International information
- National side: England;
- Test debut: 6 January 1960 v West Indies
- Last Test: 4 June 1966 v West Indies

Career statistics
| Competition | Tests | First-class |
| Matches | 39 | 456 |
| Runs scored | 918 | 9,291 |
| Batting average | 25.50 | 18.80 |
| 100s/50s | 0/5 | 1/29 |
| Top score | 88 | 121* |
| Balls bowled | 11,297 | 77,619 |
| Wickets | 122 | 1,209 |
| Bowling average | 30.97 | 23.64 |
| 5 wickets in innings | 4 | 56 |
| 10 wickets in match | 0 | 8 |
| Best bowling | 5/30 | 8/34 |
| Catches/stumpings | 10/– | 252/– |
- Source: CricInfo, 28 February 2019

= David Allen (cricketer) =

English cricketer (1935–2014)

David Arthur Allen (29 October 1935 – 24 May 2014) was an English cricketer who played first-class cricket for Gloucestershire between 1953 and 1972. He also played 39 Test matches for England between 1960 and 1966.

==Life and career==
A right-arm off-break bowler, using a very short run, Allen was first selected for England in 1959 and in 1960 was selected as the Cricket Writers' Club Young Cricketer of the Year. Allen toured all the then-current Test-playing nations. He was a decent bat, his Test average higher than the all-rounders Fred Titmus and Ray Illingworth, and in the 1963 Lord's Test against the West Indies, he notably played out the final two balls of Wes Hall's last over for a draw. Allen had protected Colin Cowdrey at the other end, who was pressed in to bat with his broken arm in plaster. In the 1965–66 Ashes series Allen made 50 not out in the Third Test at Sydney, adding 93 for the last two wickets, and took 2/42 and 4/47 as England won by an innings and 93 runs.

Allen was also famous for being taken off against Australia. In the decisive Fourth Test at Old Trafford in 1961 he took three quick wickets to have Australia nine wickets down, but Alan Davidson hit him for 20 runs in an over and Peter May took him off. Davidson and Graham McKenzie added 98 for the last wicket and Australia won by 54 runs. Nevertheless, in six winters, Allen completed the set of playing against all the other Test playing nations of the time. In India and Pakistan in 1961–62, he bowled 482 overs in the eight Test matches alone.

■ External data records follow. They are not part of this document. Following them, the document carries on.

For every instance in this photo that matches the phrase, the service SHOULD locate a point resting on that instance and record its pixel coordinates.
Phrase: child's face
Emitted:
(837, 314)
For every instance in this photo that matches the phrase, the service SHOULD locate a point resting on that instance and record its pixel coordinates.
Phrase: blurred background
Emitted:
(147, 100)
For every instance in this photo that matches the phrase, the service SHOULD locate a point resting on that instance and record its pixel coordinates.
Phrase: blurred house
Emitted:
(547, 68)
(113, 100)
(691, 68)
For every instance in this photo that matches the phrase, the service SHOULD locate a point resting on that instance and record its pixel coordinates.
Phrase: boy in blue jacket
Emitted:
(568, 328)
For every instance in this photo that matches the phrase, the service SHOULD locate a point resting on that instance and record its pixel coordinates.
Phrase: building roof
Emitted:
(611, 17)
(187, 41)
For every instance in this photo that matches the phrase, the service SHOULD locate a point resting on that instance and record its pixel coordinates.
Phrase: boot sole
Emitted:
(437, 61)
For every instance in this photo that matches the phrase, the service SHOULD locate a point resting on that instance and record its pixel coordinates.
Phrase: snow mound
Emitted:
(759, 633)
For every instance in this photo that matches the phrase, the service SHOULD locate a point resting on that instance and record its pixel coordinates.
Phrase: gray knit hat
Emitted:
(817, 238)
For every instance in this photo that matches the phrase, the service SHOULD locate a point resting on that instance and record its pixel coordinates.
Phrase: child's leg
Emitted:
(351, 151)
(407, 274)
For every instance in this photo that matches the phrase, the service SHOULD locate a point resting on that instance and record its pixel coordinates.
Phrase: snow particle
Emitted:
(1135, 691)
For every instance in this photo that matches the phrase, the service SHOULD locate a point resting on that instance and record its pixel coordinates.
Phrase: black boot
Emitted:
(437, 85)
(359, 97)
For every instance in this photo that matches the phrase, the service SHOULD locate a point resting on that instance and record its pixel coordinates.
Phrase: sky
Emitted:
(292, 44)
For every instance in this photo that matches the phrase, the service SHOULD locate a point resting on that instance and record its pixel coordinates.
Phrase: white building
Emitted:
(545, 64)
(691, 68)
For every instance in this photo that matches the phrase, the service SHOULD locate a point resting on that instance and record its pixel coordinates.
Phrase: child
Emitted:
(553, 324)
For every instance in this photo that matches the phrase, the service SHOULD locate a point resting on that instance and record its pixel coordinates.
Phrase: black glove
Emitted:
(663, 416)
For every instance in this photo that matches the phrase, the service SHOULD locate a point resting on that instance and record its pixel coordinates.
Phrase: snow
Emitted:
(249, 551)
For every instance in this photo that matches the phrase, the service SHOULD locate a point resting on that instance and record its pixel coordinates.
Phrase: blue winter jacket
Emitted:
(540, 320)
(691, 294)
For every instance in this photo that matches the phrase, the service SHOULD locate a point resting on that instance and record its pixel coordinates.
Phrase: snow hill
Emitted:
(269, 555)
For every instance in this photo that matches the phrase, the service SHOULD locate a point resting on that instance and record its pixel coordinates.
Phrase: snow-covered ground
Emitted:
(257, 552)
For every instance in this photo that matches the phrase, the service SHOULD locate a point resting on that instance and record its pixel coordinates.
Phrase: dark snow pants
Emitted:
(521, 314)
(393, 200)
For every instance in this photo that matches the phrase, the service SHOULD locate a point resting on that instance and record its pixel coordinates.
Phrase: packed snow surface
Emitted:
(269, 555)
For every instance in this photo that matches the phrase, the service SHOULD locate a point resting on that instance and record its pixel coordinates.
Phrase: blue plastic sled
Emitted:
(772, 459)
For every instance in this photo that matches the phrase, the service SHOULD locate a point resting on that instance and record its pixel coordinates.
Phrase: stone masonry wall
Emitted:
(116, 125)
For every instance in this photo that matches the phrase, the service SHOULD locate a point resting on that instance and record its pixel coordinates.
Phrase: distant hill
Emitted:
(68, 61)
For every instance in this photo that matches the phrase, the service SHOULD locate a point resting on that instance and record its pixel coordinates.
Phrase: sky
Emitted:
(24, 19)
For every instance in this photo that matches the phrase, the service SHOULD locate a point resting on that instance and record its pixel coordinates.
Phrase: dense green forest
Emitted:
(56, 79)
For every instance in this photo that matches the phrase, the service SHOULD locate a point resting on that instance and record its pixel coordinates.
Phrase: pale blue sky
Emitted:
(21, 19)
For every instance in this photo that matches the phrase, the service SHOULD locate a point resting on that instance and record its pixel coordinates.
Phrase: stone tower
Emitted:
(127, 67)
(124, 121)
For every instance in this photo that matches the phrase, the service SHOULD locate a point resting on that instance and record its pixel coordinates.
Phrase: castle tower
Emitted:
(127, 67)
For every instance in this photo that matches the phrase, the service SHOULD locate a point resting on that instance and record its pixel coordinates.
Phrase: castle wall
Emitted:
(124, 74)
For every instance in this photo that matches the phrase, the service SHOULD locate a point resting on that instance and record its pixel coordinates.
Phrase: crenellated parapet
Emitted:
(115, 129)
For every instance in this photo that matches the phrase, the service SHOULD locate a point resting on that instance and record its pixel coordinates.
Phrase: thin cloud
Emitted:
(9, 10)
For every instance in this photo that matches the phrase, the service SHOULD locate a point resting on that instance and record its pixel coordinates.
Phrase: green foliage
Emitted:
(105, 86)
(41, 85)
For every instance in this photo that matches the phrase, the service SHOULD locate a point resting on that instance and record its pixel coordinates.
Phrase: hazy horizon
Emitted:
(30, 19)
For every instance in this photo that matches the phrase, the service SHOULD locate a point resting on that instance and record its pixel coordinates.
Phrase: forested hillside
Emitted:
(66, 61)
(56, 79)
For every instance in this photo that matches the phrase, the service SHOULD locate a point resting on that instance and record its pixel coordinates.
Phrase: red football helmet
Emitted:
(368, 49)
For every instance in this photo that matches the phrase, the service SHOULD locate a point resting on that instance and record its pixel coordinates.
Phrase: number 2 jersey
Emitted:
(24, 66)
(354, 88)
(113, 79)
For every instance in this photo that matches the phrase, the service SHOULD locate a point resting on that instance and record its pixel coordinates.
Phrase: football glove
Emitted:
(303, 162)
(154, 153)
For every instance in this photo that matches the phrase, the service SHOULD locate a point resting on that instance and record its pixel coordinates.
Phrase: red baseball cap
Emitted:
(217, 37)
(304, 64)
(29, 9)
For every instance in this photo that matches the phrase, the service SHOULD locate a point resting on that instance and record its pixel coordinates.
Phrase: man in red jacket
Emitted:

Allen came close to developing into an all-rounder on the level of his contemporary Fred Titmus. Playing fairly regularly for England throughout the first half of the 1960s, after 1966 he found it increasingly difficult to score enough runs or get enough bowling at county level as trends changed. Gloucestershire used three spin bowlers from the 1950s onwards but by the end of the 1960s Mike Bissex and Allen were effectively doing the work of one bowler. Though Bissex lost form, the advent of Sadiq Mohammad, a useful leg spinner, saw Allen fade away from the county side in 1972. Cricket commentator Colin Bateman noted that "towards the end of his 20 summers at Bristol his relationship with skipper Tony Brown, with whom he had grown up on a cricket field, became strained. Allen even found himself left out of his own benefit match".

After he retired from cricket, Allen worked as an area manager for the Bristol wine merchants Harveys and then for Allied Domecq. He was a member of the Gloucestershire County Cricket Club committee, and was elected club president in 2011. He died in May 2014, survived by his wife Joyce and their son and daughter.